Presented By O'Reilly and Cloudera
Make Data Work
March 13–14, 2017: Training
March 14–16, 2017: Tutorials & Conference
San Jose, CA

Apache Kylin 2.0: From classic OLAP to real-time data warehouse

Yang Li (Kyligence)
11:50am12:30pm Thursday, March 16, 2017
Hadoop platform and applications
Location: LL21 E/F Level: Intermediate
Secondary topics:  Architecture
Average rating: *****
(5.00, 3 ratings)

Who is this presentation for?

  • Big data engineers and analysts

Prerequisite knowledge

  • A basic understanding of Hadoop and Apache Kylin

What you'll learn

  • Get to know the latest features of Apache Kylin v2.0, including real-time OLAP to the latest second, snowflake schema support, richer SQL features, and subsecond query latency

Description

Apache Kylin, which started as a big data OLAP engine, is reaching its v2.0. Yang Li explains how, armed with snowflake schema support, a full SQL interface, spark cubing, and the ability to consume real-time streaming data, Apache Kylin is closing the gap to becoming a real-time data warehouse.

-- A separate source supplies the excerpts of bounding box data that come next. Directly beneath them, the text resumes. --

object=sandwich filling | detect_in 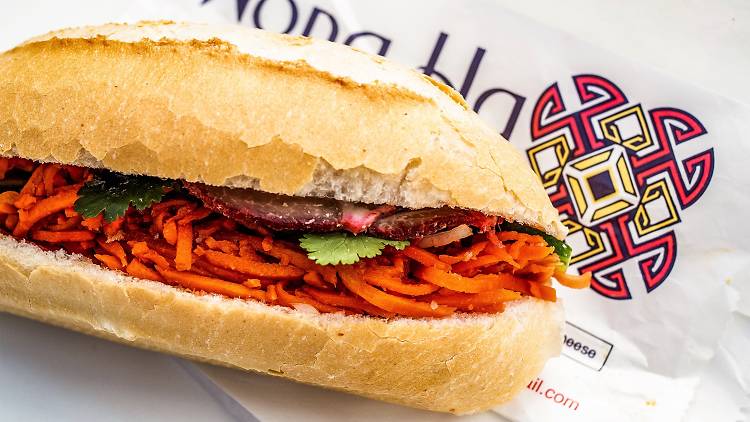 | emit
[0,158,591,318]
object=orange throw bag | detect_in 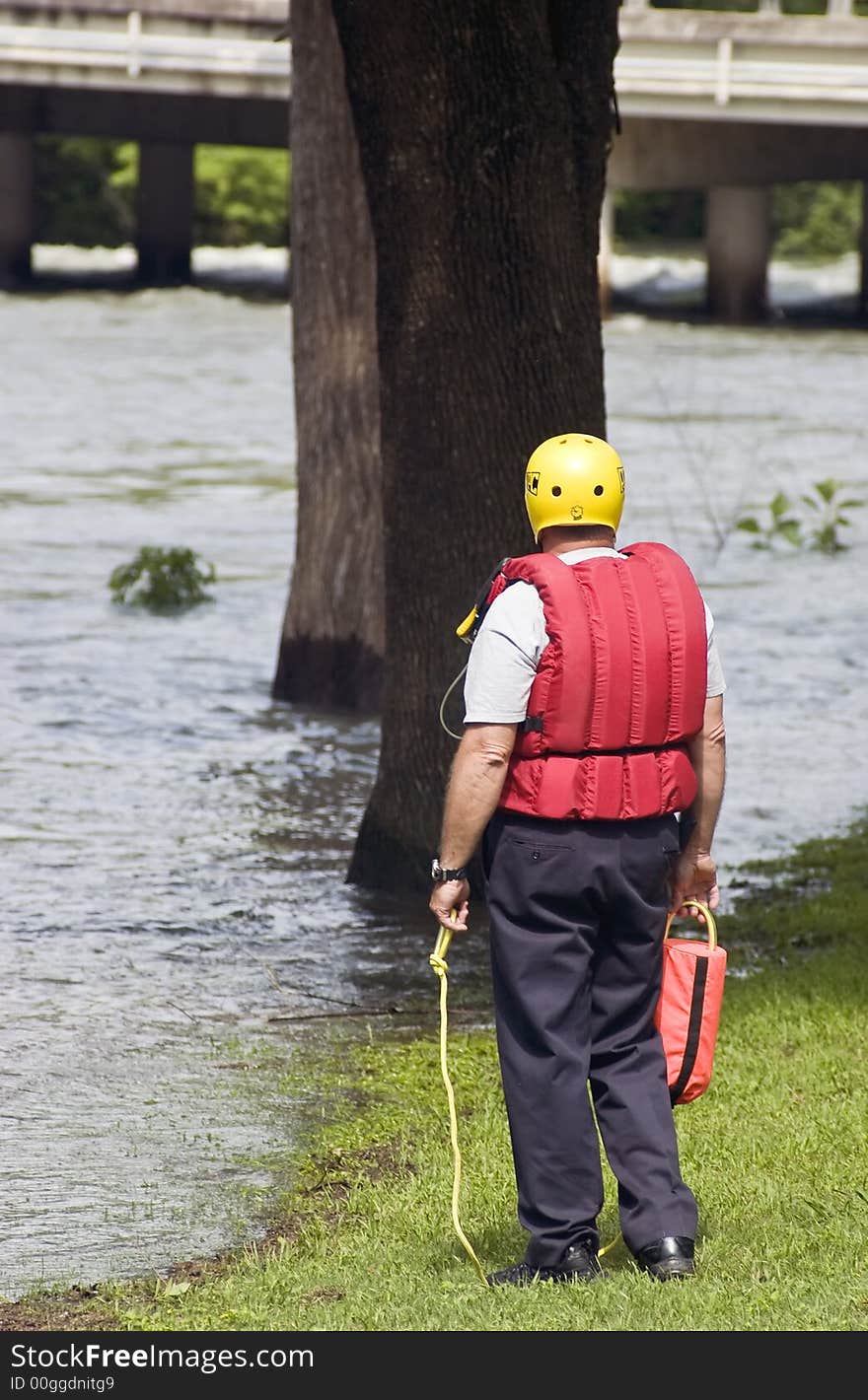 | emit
[654,900,727,1103]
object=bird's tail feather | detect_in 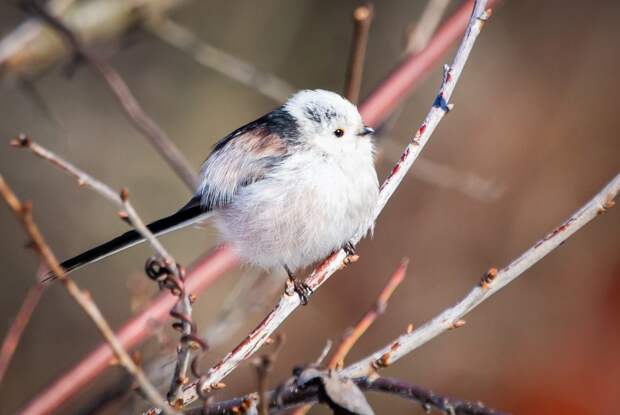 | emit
[42,198,211,282]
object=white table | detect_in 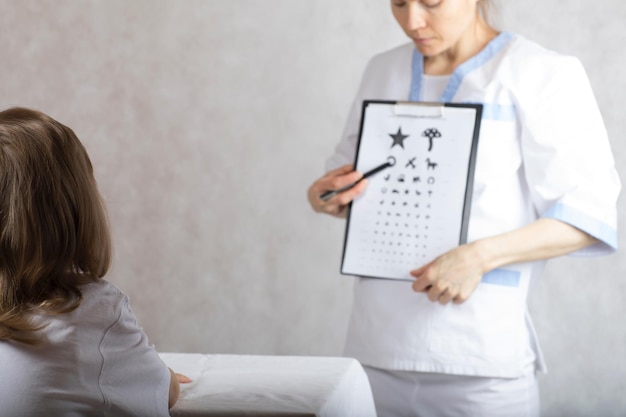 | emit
[160,353,376,417]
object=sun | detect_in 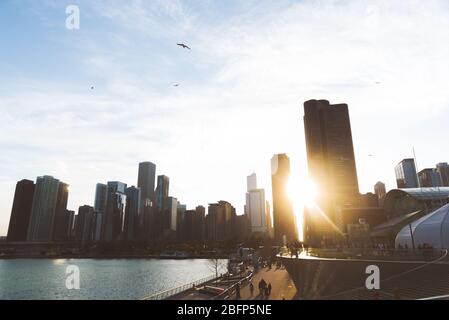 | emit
[287,177,318,207]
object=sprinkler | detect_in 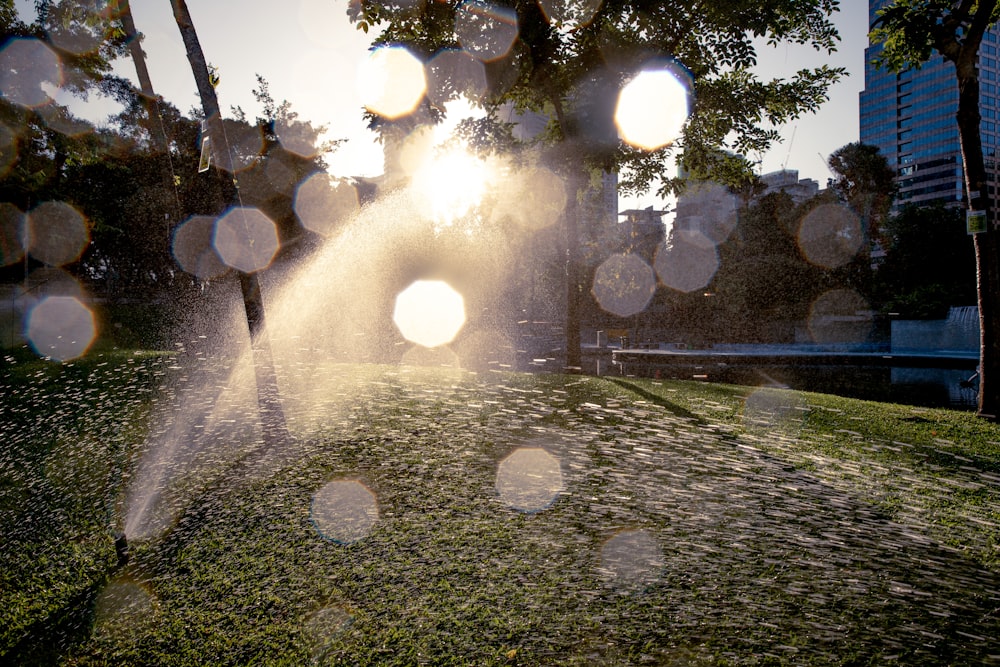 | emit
[115,533,128,567]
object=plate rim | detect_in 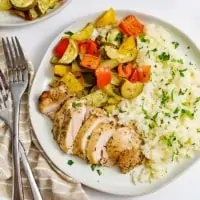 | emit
[28,9,200,197]
[0,0,72,28]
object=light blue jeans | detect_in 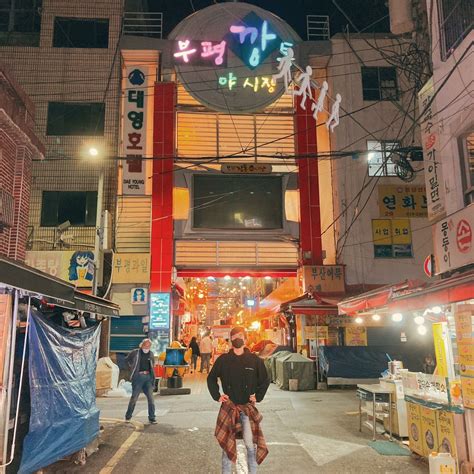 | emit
[222,412,257,474]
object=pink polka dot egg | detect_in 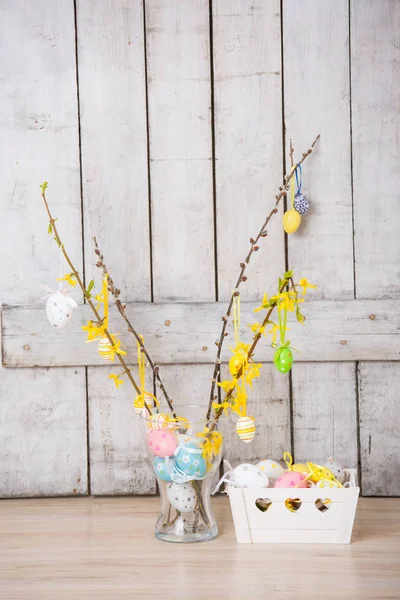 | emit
[147,429,178,458]
[274,471,308,488]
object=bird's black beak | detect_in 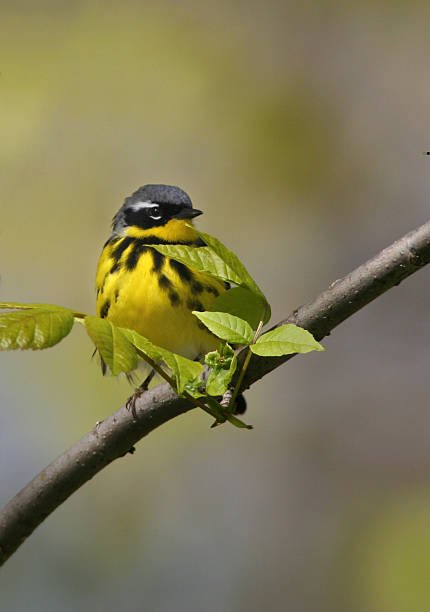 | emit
[174,206,203,219]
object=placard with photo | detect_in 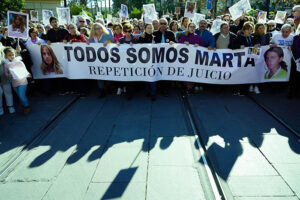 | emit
[7,11,29,39]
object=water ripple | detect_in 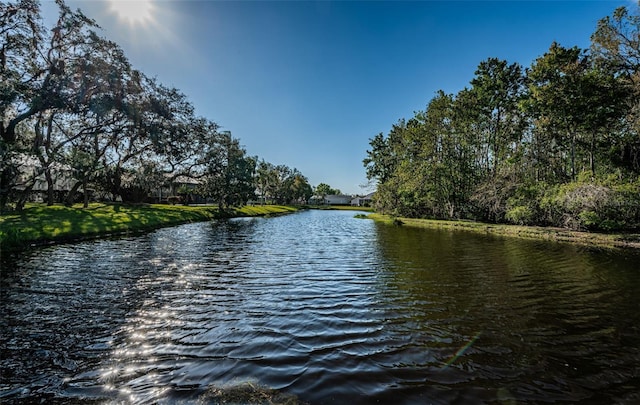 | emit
[0,211,640,404]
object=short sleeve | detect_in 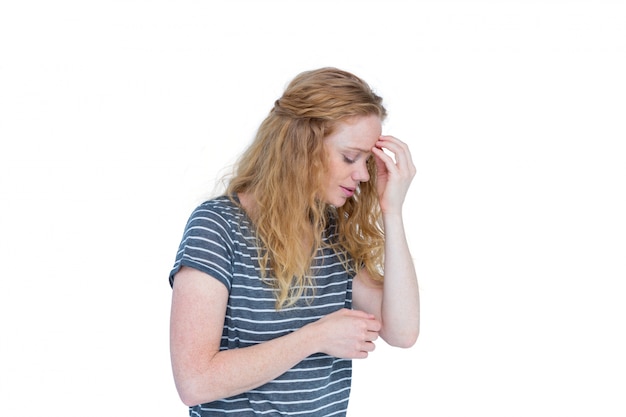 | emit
[169,202,233,291]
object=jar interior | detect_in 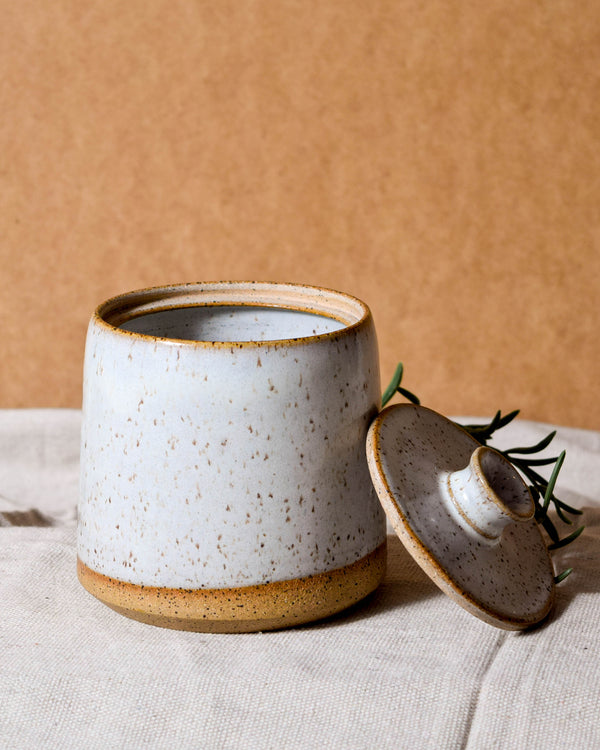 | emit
[119,305,345,342]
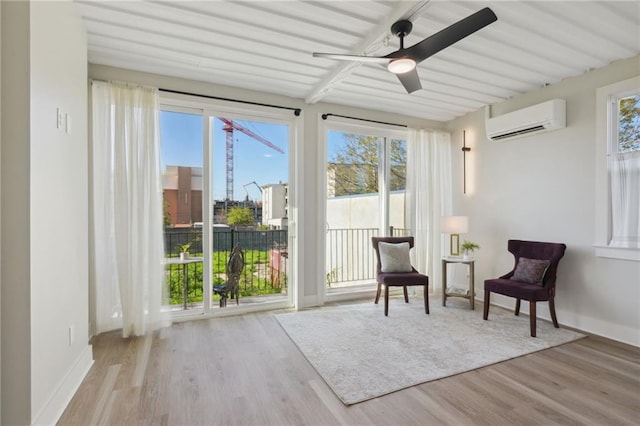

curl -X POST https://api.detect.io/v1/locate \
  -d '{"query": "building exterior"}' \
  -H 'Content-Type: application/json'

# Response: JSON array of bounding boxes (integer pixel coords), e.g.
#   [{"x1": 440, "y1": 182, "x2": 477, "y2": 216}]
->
[
  {"x1": 162, "y1": 166, "x2": 202, "y2": 228},
  {"x1": 262, "y1": 183, "x2": 289, "y2": 229}
]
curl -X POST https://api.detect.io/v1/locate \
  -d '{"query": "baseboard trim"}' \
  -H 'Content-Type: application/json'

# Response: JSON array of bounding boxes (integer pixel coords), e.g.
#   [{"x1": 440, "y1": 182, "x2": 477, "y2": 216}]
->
[{"x1": 31, "y1": 345, "x2": 93, "y2": 425}]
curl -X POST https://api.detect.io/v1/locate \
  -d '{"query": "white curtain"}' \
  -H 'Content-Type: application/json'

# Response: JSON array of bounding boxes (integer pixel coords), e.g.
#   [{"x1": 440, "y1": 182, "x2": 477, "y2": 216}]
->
[
  {"x1": 406, "y1": 129, "x2": 452, "y2": 290},
  {"x1": 91, "y1": 82, "x2": 165, "y2": 337},
  {"x1": 609, "y1": 151, "x2": 640, "y2": 248}
]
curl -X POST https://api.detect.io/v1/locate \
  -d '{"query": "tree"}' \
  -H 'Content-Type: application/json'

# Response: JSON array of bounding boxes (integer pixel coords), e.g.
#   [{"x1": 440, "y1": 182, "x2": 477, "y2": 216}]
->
[
  {"x1": 227, "y1": 207, "x2": 255, "y2": 226},
  {"x1": 618, "y1": 95, "x2": 640, "y2": 152},
  {"x1": 328, "y1": 134, "x2": 407, "y2": 196}
]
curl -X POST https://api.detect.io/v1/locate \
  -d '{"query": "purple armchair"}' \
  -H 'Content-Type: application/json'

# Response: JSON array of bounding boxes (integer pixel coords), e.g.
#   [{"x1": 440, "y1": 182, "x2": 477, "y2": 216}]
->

Yang explores the latest features of Apache Kylin v2.0 and introduces the technical thinking and designs behind them.

Apache Kylin used to support star schema only, which is quite a limitation for many real-world cases. In v2.0, by supporting snowflake schema directly, users can import arbitrary E-R model into Kylin, supporting the most comprehensive data model out of the box—a big step forward for business deployments.

A new cubing engine based on Spark is introduced in v2.0. This is a long wanted feature by many. Implementing the same layered cubing algorithm, the Spark engine is about 2 times faster than the old MapReduce engine as experiment shows.

Since v1.6, Apache Kylin has been able to support microbatch data loading from Kafka and enable minutes latency with near-real-time analysis. A demo will show how twitter messages are analyzed in real-time.

And as always, Apache Kylin focuses on replacing online calculation with offline precalculation, making it quite different from other SQL-on-Hadoop solutions. With the ever-growing volume of data, precalculation (and Apache Kylin) may be the only way out to ensure a constant query response time on big data.

Photo of Yang Li

Yang Li

Kyligence

Yang Li is cofounder and CTO of Kyligence as well as a cocreator and PMC member of Apache Kylin. As the tech lead and architect of Kylin, Yang focuses on big data analysis, parallel computation, data indexing, relational algebra, approximation algorithms, and other technologies. Previously, he was senior architect of eBay’s Analytic Data Infrastructure department; tech lead of IBM’s InfoSphere BigInsights, where he was responsible for the Hadoop open source platform and winner of Outstanding Technical Achievement award; and a vice president at Morgan Stanley, responsible for the global regulatory reporting platform.